My code is the following(I included the default keyword just for this example to make it easier to use):
URL_GT=function(keyword="Toyota Aygo %2B Toyota Yaris %2B Toyota Vitz %2B
トヨタヴィッツ", year=2010, month=1, length=68){
start="http://www.google.com/trends/trendsReport?hl=en-US&q="
end="&cmpt=q&content=1&export=1"
date=""
queries=keyword[1]
if(length(keyword)>1) {
for(i in 2:length(keyword)){
queries=paste(queries, "%2C ", keyword[i], sep="")
}
}
#Dates
if(!is.na(year)){
date="&date="
date=paste(date, month, "%2F", year, " ", month+length-1, "m", sep="")
}
URL=paste(start, queries, date, end, sep="")
browseURL(URL)
}
When I look at the download URL that gets called in my browser I can see that the japanese letters got transformed into some %, numbers and letters, but they are not supposed to change at all.
When I use
Sys.setlocale("LC_CTYPE","japanese_JAPAN")
I get the following paste result
paste("トヨタヴィッツ","Toyota Vitz", sep = "")
[1] "ƒgƒˆƒ^ƒ”ƒBƒbƒcToyota Vitz"
I think this shows pretty good that the paste() function seems not to work as intended.
Using
Sys.setlocale("LC_CTYPE","german_GERMANY")
I get following error message
unexpected INCOMPLETE_STRING
1: URL_GT=function(keyword="Toyota Aygo %2B Toyota Yaris %2B Toyota Vitz %2B ?
indicating that R cannot interpret the japanese letters.

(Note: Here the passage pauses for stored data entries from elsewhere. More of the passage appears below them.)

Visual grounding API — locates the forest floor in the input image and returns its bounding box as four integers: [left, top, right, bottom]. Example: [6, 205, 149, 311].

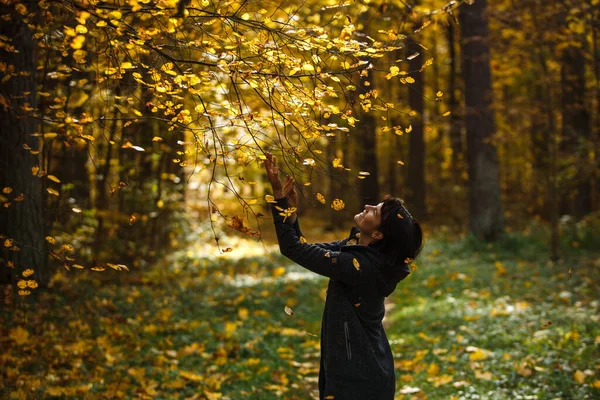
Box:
[1, 220, 599, 399]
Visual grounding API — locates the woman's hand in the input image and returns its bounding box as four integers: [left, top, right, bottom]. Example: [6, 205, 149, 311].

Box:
[263, 152, 283, 198]
[282, 176, 298, 208]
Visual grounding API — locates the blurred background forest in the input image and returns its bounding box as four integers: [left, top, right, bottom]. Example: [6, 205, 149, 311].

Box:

I tried finding a solution, but could only find tips which led me to change my locale. As discribed above this did not work for me so far. I also found this tip, but I got the same error as the enquirer of that question - namely
Warning message: In Sys.setlocale("LC_CTYPE", "UTF-8") : OS reports request
to set locale to "UTF-8" cannot be honored
I am very grateful for any help! Since this is my first post ever I hope that everything concerning structure and detail is alright.
I found a solution that works just fine for me. I had to change the language for unicode-incompatible programs in order for the japanese local to work properly.
On Windows 8.1 you have to go to the control panel, time, region & language, region, administration and there you can change the language accordingly - in my case japanese - restart your pc afterwards.
If you now set your local to
Sys.setlocale("LC_CTYPE","japanese_JAPAN")
typing in paste should return what you asked for e.g.
paste("It works", "トヨタヴィッツ", sep=" ")
[1] "It works トヨタヴィッツ"
The only thing that still confuses me is that when I open the Excel file after the download the Japanese letters appear in a new criptic way.
I tried downloading the data for the word manually and get the same result in the Excel file. So I guess the data should be the correct one. Unfortunately I did not download a CSV file of the japanese data before I changed my unicode language to see if excel messed it up there as well. But when I restored my settings to german again the same criptic letters appeared in the downloaded file.